Z Wikiźródeł, wolnej biblioteki
Ta strona została uwierzytelniona.

Często się zdarza, bracie mój, że człowiek,
Mimo swej chęci, by umknąć od zguby,
Czyni to, czego czynić nie przystoi.
Tak, uproszony przez Ojca Alkmeon
Własną swą matkę zabił i uchybić
Nie chcąc miłości, bezbożnym się zrobił.[1]

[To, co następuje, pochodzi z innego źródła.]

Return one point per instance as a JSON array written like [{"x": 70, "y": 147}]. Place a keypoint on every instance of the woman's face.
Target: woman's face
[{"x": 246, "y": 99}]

Tu rozważ sobie, że wola z przemocą
Łączyć się mogą, a od nich idące
Wybaczonemi nie mogą być winy.[2]
Wola bezwzględna na zło nie przyzwala,
Ale przyzwala, o ile się lęka
Wpaść w udręczenie większe przez odmowę.
Tak więc Piccarda, głosząc to, rozumie
Wolę bezwzlędną, — ja rozumiem inną;
I obie prawdę mówimy zarówno.“
Tak strumień świętej przelewał się wody,
Ze źródła wszelkiej wypływając prawdy,
I tak niósł pokój wszystkim żądzom moim.
— Oblubienico przedwiecznego Pana,
Boska niewiasto — rzekłem — której słowo
Tak mnie zabawia i ogrzewa razem,
Że coraz więcej władze me ożywia,
Uczucie moje nie jest tak głębokie,
Abym za łaskę dziękował ci godnie;
Niech Ten, co widzi i może, zapłaci.
Widzę ja dobrze, ze nasz rozum nigdy
Nie będzie sytym, gdy go nie oświeci
Prawda, za którą innej być nie może.

  1. W oryginale jest: „Per non perder pietà si fe spietato.“ O Alkmeonie czytaj w przyp. 12 do Pieśni XII.
  2. Rozumie się, że tu jest mowa o możności połączenia woli jednej osoby z przemocą drugiej; nie jest to wola bezwzględna, bezwarunkowa, ale wola warunkowa.